Dishonored isn’t an open world game, but it does have a pretty open rulebook when it comes to how you approach objectives. Developer Arkane Studios has shed light on why it opted for this route and why it will benefit the player in the end.
Speaking with AusGamers, Dishonored executive producer Julien Roby explained that while his team set out to make a game that offers players a wealth of choice, he understands that this may put fans of more linear experiences off.
“I can understand people may have some reserve on the final game,” Roby said, “given that we are definitely trying to push the game very far in terms of player choices and the various ways you can play it.”
“This is definitely a very hard goal to reach,” he added, “but we knew that from day one – this was the kind of game we wanted to make. So we forged all our production around that. We’ve worked super hard to make sure each of the game missions will deliver the same kind of depth and options people have seen from the hands-on sessions so far.”
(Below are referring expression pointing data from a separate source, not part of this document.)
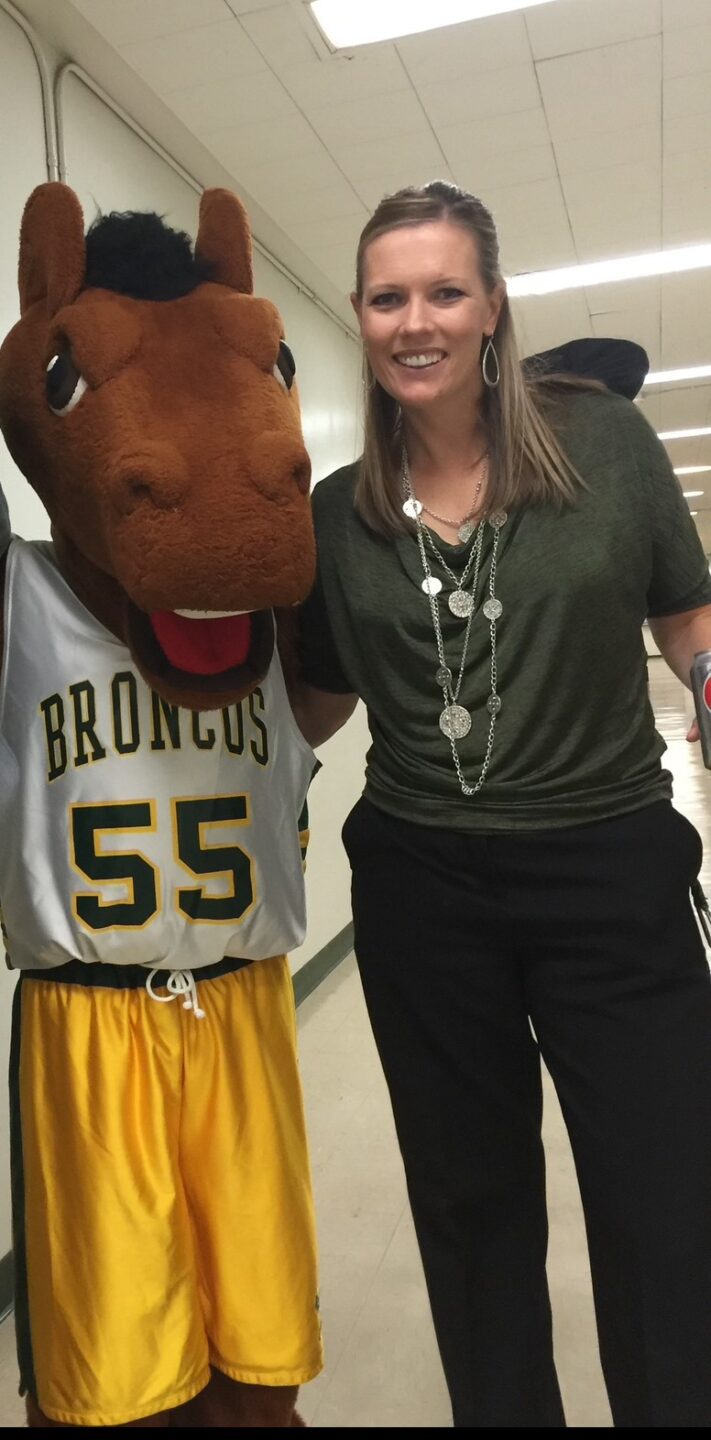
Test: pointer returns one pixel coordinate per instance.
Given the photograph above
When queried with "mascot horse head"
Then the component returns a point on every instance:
(148, 398)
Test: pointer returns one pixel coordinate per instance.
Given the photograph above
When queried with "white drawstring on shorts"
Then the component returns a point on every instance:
(179, 982)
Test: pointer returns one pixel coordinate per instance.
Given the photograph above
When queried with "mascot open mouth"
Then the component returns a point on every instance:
(203, 642)
(212, 650)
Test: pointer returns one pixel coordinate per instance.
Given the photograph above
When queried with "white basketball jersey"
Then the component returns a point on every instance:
(131, 831)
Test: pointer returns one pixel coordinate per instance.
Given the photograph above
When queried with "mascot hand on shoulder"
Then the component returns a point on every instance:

Giving people this depth and the freedom to act as they see fit has been a long and difficult process however, as Roby noted, “It’s been more than three years at developing game systems that work as a true simulation (as opposed to pre-defined scripted events) to make sure the game can almost “live” on its own and let players experiment as much as they want.”
“Every single decision we’ve made on the project was based around some simple but big ideas: “Say Yes to the Player” and ‘Let the Player express His Creativity and Playstyle’ We’ve spent ton of time on playtesting the game with external people to make sure the game [is] working fine and [is] well balanced around those goals.”
“At this point, we’re very happy with how things are shaping up for the final version of the game. We really hope players around the world are going to like it.”
Dishonored is out on PC, PS3 and Xbox 360 across Europe October 12th.